Il prêta une oreille attentive. Rien ? Et pourtant ! Ce clapotis… Un rythme bizarre. Un message ? Des coups irréguliers, aléatoires. Il y avait une fréquence. Comme s’il s’agissait de phrases. Le voyageur sentit une main ferme se refermer sur la sienne. C’était celle du capitaine. Il avait compris. Des chiffres. Un trois puis, un ; puis, quatre, un, cinq, neuf, un silence. À nouveau le message. Toujours répété comme un signal. Un signal … PI ! À la lueur de la dernière torche, il regarda plus attentivement la grotte. Là dans un recoin, une roche plate grossière et circulaire. « Tous sur la pierre ! Formez un cercle, vite ! » Hurla le voyageur comme si c’était l’ultime message qu’il prononçait. Au moment où toutes les mains se refermèrent formant une ronde humaine, Ils sentirent la pierre bouger puis, monter lentement. Au-dessus d’eux, la dalle supérieure s’illumina d’un disque scintillant. Le sol continua à les soulever tel un ascenseur. Ils remontèrent, remontèrent, remontèrent. L’air était moins chaud. La transpiration qui inondait leurs vêtements les refroidissait ; tous se mirent à rire. Ils sentaient qu’ils sortaient de l’enfer. L’ascension s’arrêta. Des étoiles. Ils étaient à l’air libre. Ils firent quelque pas pour sortir du périmètre de l’élévateur. À la clarté des étoiles, ils distinguèrent un espace à herbe grasse. Ils s‘y étendirent tous abattus par la fatigue et s’endormirent dans la fraîcheur hospitalière de la nuit.

Au point du jour, le voyageur était éveillé et contemplait leur nouveau refuge. Ils étaient sur les montagnes. L’air était très frais ce matin-là ; ils devaient être en altitude. Aucun signe, aucune présence, rien qui permettait de comprendre ce qui s’était passé la veille. Comment avaient-ils échappé à l’enfer des entrailles de la terre ? Nulle réponse, nul indice qui aurait pu révéler l’identité des auteurs. Aussi mystérieux que leur arrivée dans ce monde insolite. Apparemment, les responsables, s’il y avait, se cachaient. En tous les cas une chose était sûre : ils étaient épiés et suivis depuis le début.
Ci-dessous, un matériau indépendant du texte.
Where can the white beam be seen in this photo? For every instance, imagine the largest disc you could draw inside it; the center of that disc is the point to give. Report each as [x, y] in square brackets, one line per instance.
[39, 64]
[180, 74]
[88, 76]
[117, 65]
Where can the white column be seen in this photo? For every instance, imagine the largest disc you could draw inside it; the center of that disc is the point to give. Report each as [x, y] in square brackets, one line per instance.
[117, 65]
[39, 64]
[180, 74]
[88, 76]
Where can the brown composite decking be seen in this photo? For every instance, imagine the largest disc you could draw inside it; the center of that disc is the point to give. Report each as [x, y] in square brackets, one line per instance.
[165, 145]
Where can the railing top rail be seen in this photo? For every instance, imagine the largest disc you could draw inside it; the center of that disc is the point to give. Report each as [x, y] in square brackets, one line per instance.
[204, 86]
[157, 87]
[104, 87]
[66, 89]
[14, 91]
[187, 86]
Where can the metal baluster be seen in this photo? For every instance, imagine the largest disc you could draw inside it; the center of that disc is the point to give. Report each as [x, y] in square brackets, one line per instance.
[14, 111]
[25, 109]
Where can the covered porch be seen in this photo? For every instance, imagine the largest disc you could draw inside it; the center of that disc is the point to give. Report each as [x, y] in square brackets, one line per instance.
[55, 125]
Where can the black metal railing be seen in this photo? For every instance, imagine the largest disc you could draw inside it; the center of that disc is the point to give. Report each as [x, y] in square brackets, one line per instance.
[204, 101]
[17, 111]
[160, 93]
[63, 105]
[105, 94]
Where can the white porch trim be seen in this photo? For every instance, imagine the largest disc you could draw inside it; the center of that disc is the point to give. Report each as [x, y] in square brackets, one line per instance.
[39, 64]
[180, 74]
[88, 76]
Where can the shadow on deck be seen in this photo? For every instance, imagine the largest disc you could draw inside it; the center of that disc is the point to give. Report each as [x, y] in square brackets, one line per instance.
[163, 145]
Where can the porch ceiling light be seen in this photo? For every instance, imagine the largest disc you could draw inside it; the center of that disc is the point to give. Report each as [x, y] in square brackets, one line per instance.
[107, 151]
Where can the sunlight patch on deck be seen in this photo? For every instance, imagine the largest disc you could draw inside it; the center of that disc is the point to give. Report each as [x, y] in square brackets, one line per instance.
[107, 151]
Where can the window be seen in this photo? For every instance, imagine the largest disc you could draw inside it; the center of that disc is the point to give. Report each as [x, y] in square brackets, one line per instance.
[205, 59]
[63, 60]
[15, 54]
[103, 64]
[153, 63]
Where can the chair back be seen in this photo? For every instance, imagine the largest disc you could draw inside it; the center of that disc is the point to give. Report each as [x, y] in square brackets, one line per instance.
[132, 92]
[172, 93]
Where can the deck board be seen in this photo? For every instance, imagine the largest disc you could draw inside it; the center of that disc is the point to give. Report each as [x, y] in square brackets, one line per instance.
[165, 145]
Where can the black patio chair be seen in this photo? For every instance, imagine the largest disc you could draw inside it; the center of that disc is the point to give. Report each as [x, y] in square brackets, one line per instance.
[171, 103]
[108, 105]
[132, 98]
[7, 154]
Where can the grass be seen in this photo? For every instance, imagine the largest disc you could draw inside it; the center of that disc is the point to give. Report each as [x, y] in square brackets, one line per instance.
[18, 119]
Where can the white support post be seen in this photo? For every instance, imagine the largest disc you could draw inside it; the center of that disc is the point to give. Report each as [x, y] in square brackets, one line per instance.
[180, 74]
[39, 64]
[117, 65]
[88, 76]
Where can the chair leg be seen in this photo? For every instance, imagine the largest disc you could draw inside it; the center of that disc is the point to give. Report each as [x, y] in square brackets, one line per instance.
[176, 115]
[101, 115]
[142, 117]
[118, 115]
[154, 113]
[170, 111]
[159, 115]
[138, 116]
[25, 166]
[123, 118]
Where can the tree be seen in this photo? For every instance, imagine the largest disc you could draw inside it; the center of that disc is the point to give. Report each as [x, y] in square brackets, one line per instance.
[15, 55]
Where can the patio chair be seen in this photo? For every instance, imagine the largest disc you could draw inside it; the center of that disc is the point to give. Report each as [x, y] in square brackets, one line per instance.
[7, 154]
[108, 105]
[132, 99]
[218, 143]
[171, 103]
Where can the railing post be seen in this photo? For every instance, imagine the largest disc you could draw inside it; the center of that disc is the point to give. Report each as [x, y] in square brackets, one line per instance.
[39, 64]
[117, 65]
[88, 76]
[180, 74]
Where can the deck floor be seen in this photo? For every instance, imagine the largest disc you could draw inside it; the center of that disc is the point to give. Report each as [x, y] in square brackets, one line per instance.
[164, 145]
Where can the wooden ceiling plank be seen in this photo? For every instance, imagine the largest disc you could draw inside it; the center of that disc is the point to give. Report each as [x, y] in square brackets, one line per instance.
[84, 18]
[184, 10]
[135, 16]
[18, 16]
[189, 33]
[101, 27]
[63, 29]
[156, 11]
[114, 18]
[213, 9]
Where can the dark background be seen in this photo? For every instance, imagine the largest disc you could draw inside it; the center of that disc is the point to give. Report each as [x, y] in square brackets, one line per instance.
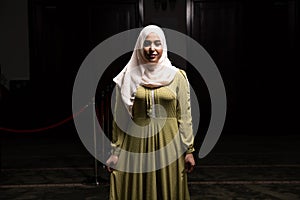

Quel début d’ailleurs ? Leur arrivée sur cette terre ou depuis bien plus longtemps avant de survenir dans ce monde ?

Mais pour l’instant présent, l’heure n’était pas de se demander qui était à l’origine de leur aventure et qui se dissimulait dans les coulisses mais de savoir quelle allaient être leurs décisions et les directions à prendre. Le voyageur convoqua ses camarades et fit un tour de table. Pour le capitaine, et plusieurs membres de l’équipe convergeaient avec lui, il fallait continuer de monter. D’après le paysage ambiant, ils étaient dans les hauteurs et, vu la topologie de l’île, le sommet devait être tout proche. Une minorité aurait voulu retourner en arrière mais le chemin était long et incertain. Le voyageur trancha toutes les alternatives en une seule et unique décision : ils avaient pour objectif le sommet. Non seulement le retour était apparemment impossible mais les dangers rencontrés jusqu’à présent n’avaient pas été complètement éliminés. De plus, leurs provisions étaient, désormais, inexistantes. Impossible de revenir en arrière. Le point de non-retour avait été dépassé. L’urgence était de découvrir les ressources naturelles du lieu afin que chacun soit rassasié. Par équipes sécurisées, on distribua les rôles à chacun. La journée fut ainsi consacrée au réapprovisionnement. Au rendez-vous du soir, les guerrières avaient chassé suffisamment de gibier ; les enfants avaient puisé assez d’eau stockée dans des outres de fortune ; les hommes avaient dressé un camp rudimentaire mais praticable ; le voyageur et le capitaine avaient raisonnablement exploré les environs pour en avoir un aperçu concret et rassurant pour tous.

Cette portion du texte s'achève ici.